Había que leer la reciente novelina de García Márquez. La difusión de su texto con título impronunciable desde cierto sentido del decoro y del respeto para aquellas que practican la “profesión más antigua del mundo” (periódicos extranjeros nos informaron que hubo que reprogramar los ordenadores para que no rechazaran la palabra “puta”), me empujó, indefectiblemente, al consumo. Y también ese malhadado prurito de “estar al día” que muchas veces me hace tragar pesadas piedras de molino.

Lo cierto es que Memoria de mis putas tristes permite reencontrar muchos de los rasgos estilísticos dominantes del autor que nos deslumbrara con su estallido imaginativo y su metaforización histórica y política sobre Latinoamérica, allá, a finales de los setenta. Pero jamás la lectura de una novela puede sostenerse exclusivamente en la admiración de los recursos literarios. El lenguaje nos lleva a los significados, abre el campo de la interpretación y del sentido. Situada allí, hoy, esta obra me provoca desagrado e indignación.

La historia del personaje que decide celebrar sus noventa años regalándose “una noche de amor loco con una adolescente virgen” ubica la ficción en el territorio que mayores hipocresías sociales ha promovido: el de la prostitución. Y en otro de más serias connotaciones éticas: el de la pedofilia. Porque encuentra su objetivo en un burdel y con una niña de catorce años. El solitario “amador” que “nunca se ha acostado con ninguna mujer sin pagarle”, que ha utilizado para los mismos fines a su fiel empleada doméstica durante toda una vida, lleva un registro minucioso de sus incursiones en barrios de tolerancia y ya en la senectud, siente renacer el ímpetu de la rijosidad al punto de concebir el capricho por una chiquilla.

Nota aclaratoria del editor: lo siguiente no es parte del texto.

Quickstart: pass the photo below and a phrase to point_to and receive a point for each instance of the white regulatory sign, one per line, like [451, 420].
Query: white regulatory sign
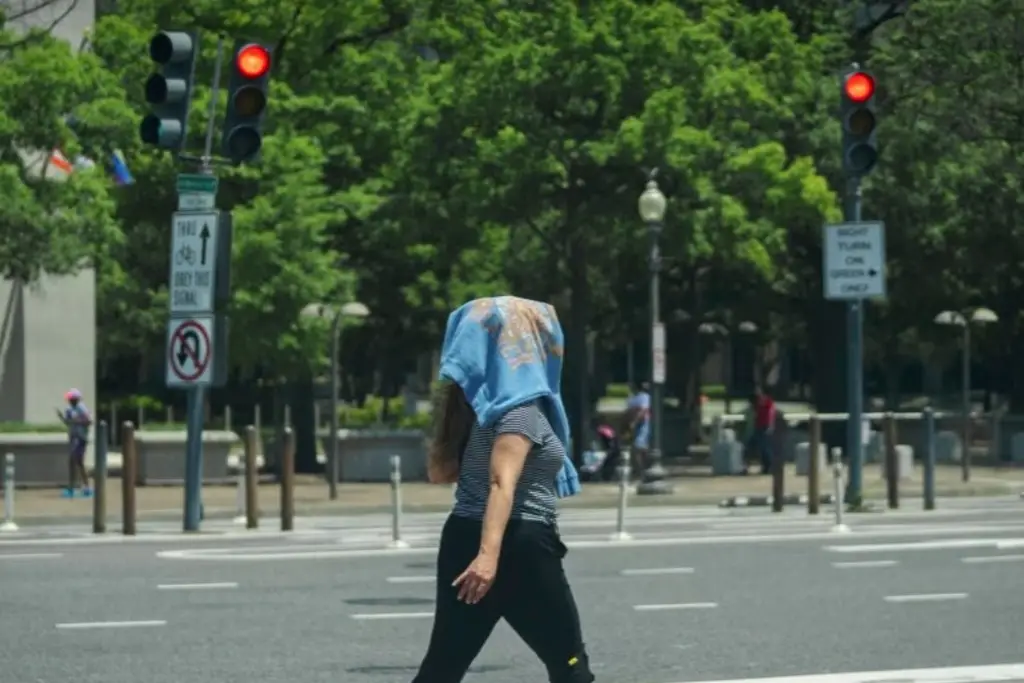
[189, 351]
[658, 350]
[194, 262]
[854, 260]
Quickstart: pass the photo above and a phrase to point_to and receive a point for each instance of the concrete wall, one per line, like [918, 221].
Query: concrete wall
[47, 345]
[48, 329]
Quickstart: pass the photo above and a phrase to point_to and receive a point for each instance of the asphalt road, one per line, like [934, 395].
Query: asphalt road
[719, 595]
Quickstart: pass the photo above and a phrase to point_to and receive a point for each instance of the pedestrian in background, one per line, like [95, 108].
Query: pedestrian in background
[503, 436]
[78, 420]
[762, 435]
[638, 417]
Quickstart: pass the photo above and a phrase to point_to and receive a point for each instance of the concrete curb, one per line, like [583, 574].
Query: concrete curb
[766, 501]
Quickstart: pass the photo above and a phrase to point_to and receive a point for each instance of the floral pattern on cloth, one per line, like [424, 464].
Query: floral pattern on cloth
[525, 331]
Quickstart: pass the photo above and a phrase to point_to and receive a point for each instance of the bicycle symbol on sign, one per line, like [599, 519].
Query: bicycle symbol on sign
[185, 255]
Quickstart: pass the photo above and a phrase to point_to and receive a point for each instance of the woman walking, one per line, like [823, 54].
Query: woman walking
[502, 435]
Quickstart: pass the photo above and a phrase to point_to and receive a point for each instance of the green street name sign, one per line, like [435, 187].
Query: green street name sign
[193, 183]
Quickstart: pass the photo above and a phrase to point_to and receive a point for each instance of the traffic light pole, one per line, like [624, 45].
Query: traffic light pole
[197, 393]
[854, 364]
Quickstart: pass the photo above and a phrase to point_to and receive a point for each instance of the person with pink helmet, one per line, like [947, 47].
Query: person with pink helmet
[78, 420]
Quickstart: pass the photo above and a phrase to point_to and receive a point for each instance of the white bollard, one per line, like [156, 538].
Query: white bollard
[240, 494]
[8, 495]
[396, 542]
[624, 492]
[837, 455]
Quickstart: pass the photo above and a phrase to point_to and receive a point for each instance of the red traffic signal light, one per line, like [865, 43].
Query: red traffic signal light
[253, 60]
[859, 87]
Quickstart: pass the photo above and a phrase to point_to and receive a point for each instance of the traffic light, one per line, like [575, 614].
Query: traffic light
[860, 150]
[247, 95]
[170, 91]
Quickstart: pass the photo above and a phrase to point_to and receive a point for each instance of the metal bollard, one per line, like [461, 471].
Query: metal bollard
[252, 481]
[288, 481]
[240, 493]
[128, 475]
[837, 458]
[99, 480]
[8, 495]
[624, 492]
[891, 466]
[929, 459]
[777, 480]
[396, 541]
[813, 475]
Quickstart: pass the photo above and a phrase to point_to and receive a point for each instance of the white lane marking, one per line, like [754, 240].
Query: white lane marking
[945, 544]
[654, 571]
[675, 605]
[411, 580]
[310, 552]
[197, 587]
[984, 674]
[111, 625]
[985, 559]
[926, 597]
[31, 556]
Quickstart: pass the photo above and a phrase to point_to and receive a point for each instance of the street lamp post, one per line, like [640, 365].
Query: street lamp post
[350, 309]
[651, 206]
[956, 318]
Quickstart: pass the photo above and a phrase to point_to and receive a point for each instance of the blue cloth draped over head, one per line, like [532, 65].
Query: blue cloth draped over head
[506, 351]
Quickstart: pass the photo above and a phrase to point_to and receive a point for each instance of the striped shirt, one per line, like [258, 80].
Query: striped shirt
[535, 493]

La ficción no excusa el poder simbolizante de la palabra. El que se trate de un argumento inventado al calor del humor y la ironía caribeños, no nos distancia de la tragedia de ser mujer, de ser pobre y de ser explotada en la telaraña del inframundo latinoamericano. En ese corte ubica el “gran” García Márquez su argumento haciendo gala de la impunidad masculina para llevar adelante sus deseos, en ambientes y circunstancias donde siempre hay una mujer comprable.

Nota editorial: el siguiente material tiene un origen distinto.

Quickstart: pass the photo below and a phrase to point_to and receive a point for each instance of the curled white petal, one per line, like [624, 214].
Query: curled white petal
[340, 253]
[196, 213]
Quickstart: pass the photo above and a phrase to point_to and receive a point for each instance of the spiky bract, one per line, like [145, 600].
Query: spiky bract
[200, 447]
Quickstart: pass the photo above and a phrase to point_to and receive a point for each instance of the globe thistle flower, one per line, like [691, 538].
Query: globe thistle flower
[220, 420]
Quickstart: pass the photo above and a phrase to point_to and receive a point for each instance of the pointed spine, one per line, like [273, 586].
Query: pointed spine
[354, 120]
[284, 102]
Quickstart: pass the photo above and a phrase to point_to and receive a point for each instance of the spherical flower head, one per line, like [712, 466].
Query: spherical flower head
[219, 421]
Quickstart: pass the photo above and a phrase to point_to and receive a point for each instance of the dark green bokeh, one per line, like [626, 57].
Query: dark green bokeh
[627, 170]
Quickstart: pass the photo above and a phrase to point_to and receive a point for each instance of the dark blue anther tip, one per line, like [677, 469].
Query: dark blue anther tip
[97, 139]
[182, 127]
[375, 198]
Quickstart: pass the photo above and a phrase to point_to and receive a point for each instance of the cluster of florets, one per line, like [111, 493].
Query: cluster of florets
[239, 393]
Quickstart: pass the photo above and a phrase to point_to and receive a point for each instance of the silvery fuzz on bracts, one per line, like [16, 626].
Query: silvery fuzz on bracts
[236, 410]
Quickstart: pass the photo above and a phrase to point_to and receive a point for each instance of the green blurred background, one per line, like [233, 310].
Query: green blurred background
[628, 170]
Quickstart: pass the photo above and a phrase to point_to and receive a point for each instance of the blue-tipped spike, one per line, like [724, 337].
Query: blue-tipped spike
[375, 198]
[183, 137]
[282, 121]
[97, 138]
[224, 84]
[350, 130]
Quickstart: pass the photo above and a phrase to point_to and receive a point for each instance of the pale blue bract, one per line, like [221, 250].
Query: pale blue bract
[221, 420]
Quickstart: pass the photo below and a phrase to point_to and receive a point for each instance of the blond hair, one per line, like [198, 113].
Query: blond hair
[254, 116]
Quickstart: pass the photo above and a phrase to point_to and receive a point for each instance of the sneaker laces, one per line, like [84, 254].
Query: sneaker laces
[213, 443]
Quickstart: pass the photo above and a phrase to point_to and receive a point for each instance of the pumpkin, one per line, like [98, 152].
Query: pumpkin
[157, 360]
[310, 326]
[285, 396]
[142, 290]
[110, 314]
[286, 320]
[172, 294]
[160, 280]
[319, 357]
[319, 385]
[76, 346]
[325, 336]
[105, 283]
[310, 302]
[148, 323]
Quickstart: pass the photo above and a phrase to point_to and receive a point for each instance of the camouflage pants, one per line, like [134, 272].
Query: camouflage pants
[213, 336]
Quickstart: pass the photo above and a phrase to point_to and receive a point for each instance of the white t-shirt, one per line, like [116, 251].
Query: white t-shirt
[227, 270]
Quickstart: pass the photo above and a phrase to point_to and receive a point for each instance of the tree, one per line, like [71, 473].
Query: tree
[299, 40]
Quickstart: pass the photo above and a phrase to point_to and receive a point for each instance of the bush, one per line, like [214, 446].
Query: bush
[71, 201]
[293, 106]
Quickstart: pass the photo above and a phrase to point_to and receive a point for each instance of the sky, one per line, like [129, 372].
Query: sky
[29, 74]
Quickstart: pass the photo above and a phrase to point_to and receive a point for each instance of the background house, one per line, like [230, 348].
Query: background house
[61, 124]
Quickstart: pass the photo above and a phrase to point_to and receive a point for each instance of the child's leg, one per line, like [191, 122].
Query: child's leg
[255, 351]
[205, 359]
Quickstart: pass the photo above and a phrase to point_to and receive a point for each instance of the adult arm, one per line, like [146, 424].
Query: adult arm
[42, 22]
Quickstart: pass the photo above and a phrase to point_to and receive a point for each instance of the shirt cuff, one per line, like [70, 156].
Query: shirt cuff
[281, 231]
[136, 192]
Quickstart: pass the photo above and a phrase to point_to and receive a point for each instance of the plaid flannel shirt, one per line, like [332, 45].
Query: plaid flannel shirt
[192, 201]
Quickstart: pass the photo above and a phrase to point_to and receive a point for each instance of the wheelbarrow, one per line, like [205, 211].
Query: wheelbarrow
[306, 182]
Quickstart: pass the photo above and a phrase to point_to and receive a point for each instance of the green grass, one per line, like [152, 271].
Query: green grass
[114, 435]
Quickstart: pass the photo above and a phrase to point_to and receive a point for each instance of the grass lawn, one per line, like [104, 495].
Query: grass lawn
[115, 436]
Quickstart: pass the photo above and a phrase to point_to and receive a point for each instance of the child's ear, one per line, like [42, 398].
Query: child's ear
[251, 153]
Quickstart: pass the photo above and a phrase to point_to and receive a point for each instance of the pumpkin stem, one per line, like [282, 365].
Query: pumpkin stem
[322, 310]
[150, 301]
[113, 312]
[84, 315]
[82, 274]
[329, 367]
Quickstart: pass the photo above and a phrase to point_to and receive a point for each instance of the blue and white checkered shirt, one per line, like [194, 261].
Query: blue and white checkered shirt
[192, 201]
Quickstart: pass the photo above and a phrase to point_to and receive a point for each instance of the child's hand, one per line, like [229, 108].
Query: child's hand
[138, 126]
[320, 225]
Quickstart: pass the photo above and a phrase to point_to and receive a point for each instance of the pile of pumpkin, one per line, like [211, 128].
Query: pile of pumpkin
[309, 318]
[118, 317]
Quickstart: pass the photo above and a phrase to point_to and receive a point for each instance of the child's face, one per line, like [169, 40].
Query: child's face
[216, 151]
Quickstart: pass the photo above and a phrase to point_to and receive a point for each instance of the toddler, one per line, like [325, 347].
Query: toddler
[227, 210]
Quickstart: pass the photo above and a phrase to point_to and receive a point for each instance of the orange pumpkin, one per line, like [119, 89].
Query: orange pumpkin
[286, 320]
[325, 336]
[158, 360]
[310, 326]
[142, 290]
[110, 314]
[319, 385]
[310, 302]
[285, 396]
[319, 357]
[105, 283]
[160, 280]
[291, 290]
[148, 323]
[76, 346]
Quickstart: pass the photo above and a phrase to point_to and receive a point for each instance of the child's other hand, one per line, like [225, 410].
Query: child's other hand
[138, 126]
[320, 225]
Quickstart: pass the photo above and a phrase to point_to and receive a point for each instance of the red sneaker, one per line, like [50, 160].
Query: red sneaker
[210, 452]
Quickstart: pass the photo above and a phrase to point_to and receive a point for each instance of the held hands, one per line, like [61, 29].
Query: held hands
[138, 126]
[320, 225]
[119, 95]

La visión de Sor Juana Inés, que en el siglo XVII fue audaz cuando proclamó que tiene mayor culpa “el que peca por la paga/ que quien paga por pecar” resulta ingenua, enfrentada al diagnóstico agudo de nuestros días, de ser todos víctimas de una “violencia simbólica” que se enseñorea de nuestras mentes cuando “los esquemas que el dominado pone en práctica para percibirse y apreciarse o para percibir y apreciar a los dominadores son el producto de las asimilaciones de la que su ser social es producto”, como nos enseña el francés Pierre Bourdieu. En palabras más sencillas, hace violencia contra las mujeres toda una sociedad que le ha entregado al varón las decisiones de seducir, manipular, promocionar, mantener, comprar, al sector femenino del mundo. Y se hacen violencia contra sí mismas las mujeres que se quedan pasivas frente a estas realidades.

El erotismo es una de las riquezas del ser humano. Pero planteado como un voyeurismo invasor sobre el cuerpo de una adolescente, huele y sabe a violencia por mucho que el protagonista de la mentada novela no pase de contemplar a una durmiente.